Venezuela is in the middle of an election crisis. I happen to have published a paper on similar election concerns in Haiti. So I decided to do analyze the Venezuelan data.
I was surprised no one is talking about what I found.
Of course, we need to acknowledge that the real talking point is that Venezuela's president, Nicolas Maduro, is blatantly stealing an election. Analyzing the election data feels like walking into a police investigation of a stolen car, pointing to the odometer, and saying, "Not only did they steal the car, they drove it!"
But there are still useful lessons from looking at the voting data. After all, Maduro and his defenders claim that the data circulating are "presumably false." If it's real data, is there any evidence from the data that the election data is false? Is there any evidence of interference in the election?

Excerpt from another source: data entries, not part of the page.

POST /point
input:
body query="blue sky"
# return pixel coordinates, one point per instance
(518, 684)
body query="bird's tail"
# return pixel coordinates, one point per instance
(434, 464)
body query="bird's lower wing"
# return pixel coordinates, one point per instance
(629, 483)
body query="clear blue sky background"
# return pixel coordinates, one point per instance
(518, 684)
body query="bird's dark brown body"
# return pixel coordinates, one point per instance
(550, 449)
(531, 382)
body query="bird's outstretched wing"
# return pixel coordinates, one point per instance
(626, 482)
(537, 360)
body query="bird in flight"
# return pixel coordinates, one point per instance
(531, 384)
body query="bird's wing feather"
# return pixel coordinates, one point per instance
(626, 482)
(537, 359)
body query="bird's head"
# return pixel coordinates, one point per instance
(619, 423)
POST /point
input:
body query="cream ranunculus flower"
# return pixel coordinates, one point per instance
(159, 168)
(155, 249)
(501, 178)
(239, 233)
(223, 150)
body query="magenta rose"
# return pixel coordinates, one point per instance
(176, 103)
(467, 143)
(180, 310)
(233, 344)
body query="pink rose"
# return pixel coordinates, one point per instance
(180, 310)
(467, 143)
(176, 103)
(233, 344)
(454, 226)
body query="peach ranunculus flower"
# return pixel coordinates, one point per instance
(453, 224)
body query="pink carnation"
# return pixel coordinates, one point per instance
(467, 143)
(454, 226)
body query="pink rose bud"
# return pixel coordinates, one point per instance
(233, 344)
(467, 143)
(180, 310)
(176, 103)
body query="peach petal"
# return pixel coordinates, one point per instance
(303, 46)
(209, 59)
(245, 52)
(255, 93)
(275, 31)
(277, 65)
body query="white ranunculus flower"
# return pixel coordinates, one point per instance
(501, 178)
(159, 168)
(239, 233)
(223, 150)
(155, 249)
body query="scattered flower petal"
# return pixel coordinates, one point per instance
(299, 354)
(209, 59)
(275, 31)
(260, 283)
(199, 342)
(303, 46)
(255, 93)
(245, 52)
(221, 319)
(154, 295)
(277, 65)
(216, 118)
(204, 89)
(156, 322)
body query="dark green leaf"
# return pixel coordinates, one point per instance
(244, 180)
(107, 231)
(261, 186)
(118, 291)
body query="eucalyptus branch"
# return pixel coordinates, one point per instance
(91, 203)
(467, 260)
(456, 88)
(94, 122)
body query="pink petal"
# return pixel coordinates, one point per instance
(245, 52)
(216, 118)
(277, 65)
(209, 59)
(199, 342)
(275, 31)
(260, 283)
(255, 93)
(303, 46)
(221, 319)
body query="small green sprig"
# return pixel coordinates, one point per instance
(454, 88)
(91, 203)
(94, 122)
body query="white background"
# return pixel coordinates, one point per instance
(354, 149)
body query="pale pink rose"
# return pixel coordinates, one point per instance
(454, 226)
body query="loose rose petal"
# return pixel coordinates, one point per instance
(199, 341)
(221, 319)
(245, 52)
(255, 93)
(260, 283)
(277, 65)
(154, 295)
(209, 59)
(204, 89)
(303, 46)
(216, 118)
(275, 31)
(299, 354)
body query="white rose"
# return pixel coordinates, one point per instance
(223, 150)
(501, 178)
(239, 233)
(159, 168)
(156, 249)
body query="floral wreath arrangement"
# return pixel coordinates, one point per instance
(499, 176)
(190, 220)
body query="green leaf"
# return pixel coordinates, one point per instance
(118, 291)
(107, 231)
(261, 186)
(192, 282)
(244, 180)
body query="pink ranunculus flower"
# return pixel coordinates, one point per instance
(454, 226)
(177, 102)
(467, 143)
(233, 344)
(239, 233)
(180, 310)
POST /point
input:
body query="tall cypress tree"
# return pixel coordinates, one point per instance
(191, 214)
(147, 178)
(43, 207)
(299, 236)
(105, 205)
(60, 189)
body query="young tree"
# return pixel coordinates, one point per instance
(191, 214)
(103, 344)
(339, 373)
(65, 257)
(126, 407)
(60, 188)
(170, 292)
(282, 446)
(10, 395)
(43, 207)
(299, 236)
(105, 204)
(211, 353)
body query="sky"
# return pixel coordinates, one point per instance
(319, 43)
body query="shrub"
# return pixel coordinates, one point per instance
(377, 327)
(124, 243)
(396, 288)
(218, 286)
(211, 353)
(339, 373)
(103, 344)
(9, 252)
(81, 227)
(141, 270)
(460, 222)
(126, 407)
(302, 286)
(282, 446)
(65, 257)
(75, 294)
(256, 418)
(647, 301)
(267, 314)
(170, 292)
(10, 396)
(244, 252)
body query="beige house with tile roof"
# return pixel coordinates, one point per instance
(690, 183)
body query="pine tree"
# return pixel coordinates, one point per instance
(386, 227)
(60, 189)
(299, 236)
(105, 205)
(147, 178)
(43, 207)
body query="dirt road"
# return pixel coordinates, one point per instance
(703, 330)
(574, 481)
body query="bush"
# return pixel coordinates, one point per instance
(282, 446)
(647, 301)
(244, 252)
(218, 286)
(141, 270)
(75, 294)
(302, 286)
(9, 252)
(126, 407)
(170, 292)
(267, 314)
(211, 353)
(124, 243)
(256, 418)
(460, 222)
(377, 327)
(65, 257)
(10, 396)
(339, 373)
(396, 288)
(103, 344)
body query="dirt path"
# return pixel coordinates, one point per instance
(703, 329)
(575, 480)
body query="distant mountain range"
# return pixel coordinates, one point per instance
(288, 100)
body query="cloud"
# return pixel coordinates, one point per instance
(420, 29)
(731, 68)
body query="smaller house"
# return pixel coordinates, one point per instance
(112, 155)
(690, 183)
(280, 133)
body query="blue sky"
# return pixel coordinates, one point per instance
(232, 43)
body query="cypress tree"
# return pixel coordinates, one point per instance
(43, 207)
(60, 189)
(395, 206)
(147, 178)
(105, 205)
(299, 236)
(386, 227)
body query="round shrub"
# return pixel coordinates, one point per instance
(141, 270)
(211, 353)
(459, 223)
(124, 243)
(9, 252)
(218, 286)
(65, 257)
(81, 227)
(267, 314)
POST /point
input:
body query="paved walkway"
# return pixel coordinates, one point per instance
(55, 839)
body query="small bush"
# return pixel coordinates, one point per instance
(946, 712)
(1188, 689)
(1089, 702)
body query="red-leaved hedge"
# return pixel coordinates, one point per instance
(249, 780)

I'll present some evidence that the election results do show evidence of tampering. But this manipulation was in favor of Maduro, not González. Thus, the election underrepresents the true support for the opposition.
Where are the data from?
When Maduro claims he won the election, he's doing so without presenting any evidence to back his claim. Well, he has reported one statistic. He claims he got 5,150,092 votes, the leading opposition candidate, Edmundo González, received 4,445,978, and everyone else got 462,704. Therefore, he won with 51.2% of the vote. But he hasn't reported any data to show where he won those votes.
The opposition, however, brought receipts. Literally. Venezuela's election allows monitors from each party to be present at voting stations. During the day, the monitors are meant to keep parties from manipulating the election. At the end of the day, they receive a tally of the votes.
In preparation for the election, the opposition held weeks of training to make sure they safely acquired the vote tallies.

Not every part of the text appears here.